Las dos orillas


De todos es bien sabido que no existe ningún río que atraviese la ciudad de Jaén de este a oeste o de norte a sur (a pesar de las últimas lluvias y de que algún laureado estudiante aún no haya acertado a descubrir algo más entre el botellón de la Renfe y Las Lagunillas). Sin embargo, Jaén cuenta desde hace algunos años con dos orillas bien diferenciadas.
Tiene Jaén una orilla amable y cálida que serpentea entre los meandros de su casco antiguo. Una orilla, que entre malogrados adoquines y acerados caprichosos, se muestra hospitalaria con sus gentes. Una orilla donde las plazas de antaño se han convertido en los nuevos mentideros que al abrigo de copas, cañas y tapas lanzan un brindis al sol.
Hay otra orilla postmoderna que se despeña hacia el cielo gris industrial con un gran parque donde juegan a ser felices los jóvenes amancebados y de la que no tengo ni puta idea de cómo definirla porque no la conozco.
Y como buena ciudad que se precie de tener dos orillas, también tiene a sus benditos que la frecuentan y que no quieren oír hablar de la otra. Los de la orilla vieja son poco dados a coches y otros artilugios de motor y se resisten a mojarse los pies para cruzar el río; ¡Paqué!, piensan. Viven lo más cerca posible del casco antiguo y se duermen con el sonido del carromato que recoge la basura por sus estrechas calles. Los de la nueva orilla... yo que sé, dormirán cuando cierre el Carrefour.
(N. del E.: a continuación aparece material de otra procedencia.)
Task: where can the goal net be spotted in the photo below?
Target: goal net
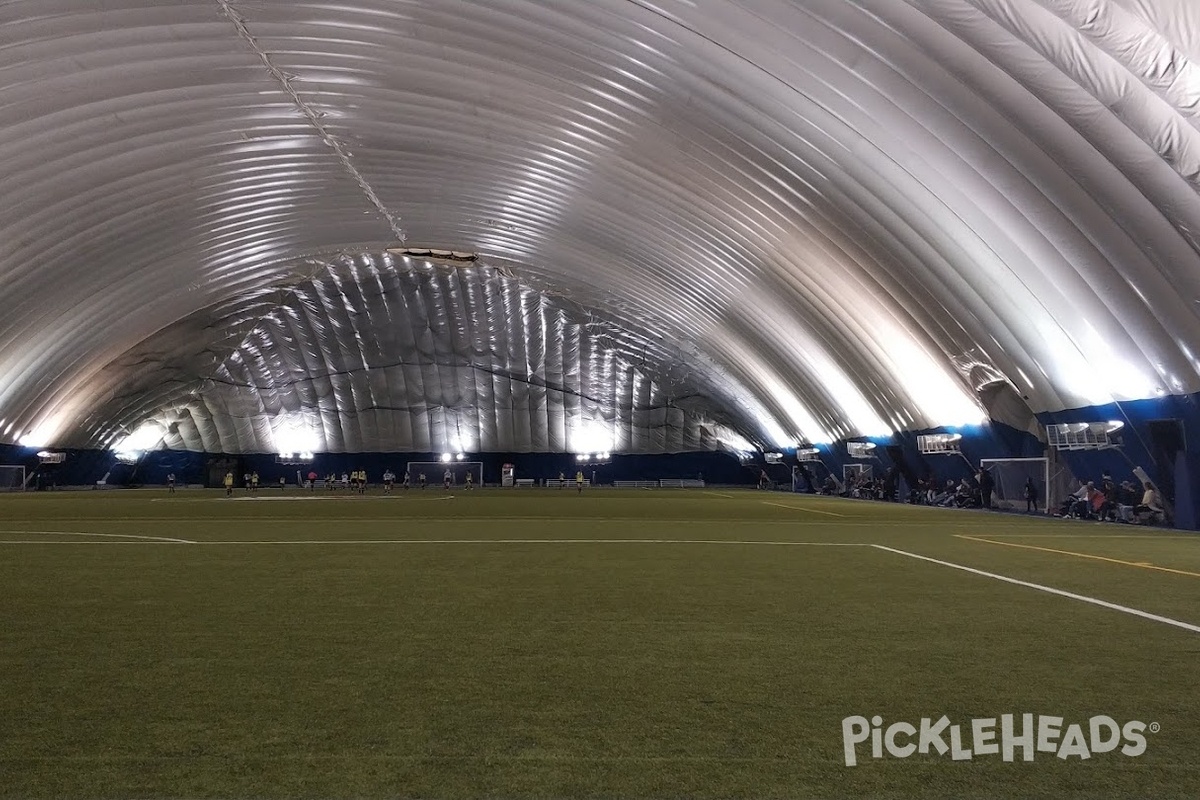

Y así es como se presenta el famosete siglo XXI para Jaén: con un sólo equipo de fútbol (menos mal), sus cervecicas, sus tapicas, sus cada vez menos cuestecicas, su San Lucas, su Virgen de la Capilla, las sardinicas de Santa Catalina y la noche de San Antón. Pero eso sí, con dos orillas bien distintas.
A que nos quitan lo bailao.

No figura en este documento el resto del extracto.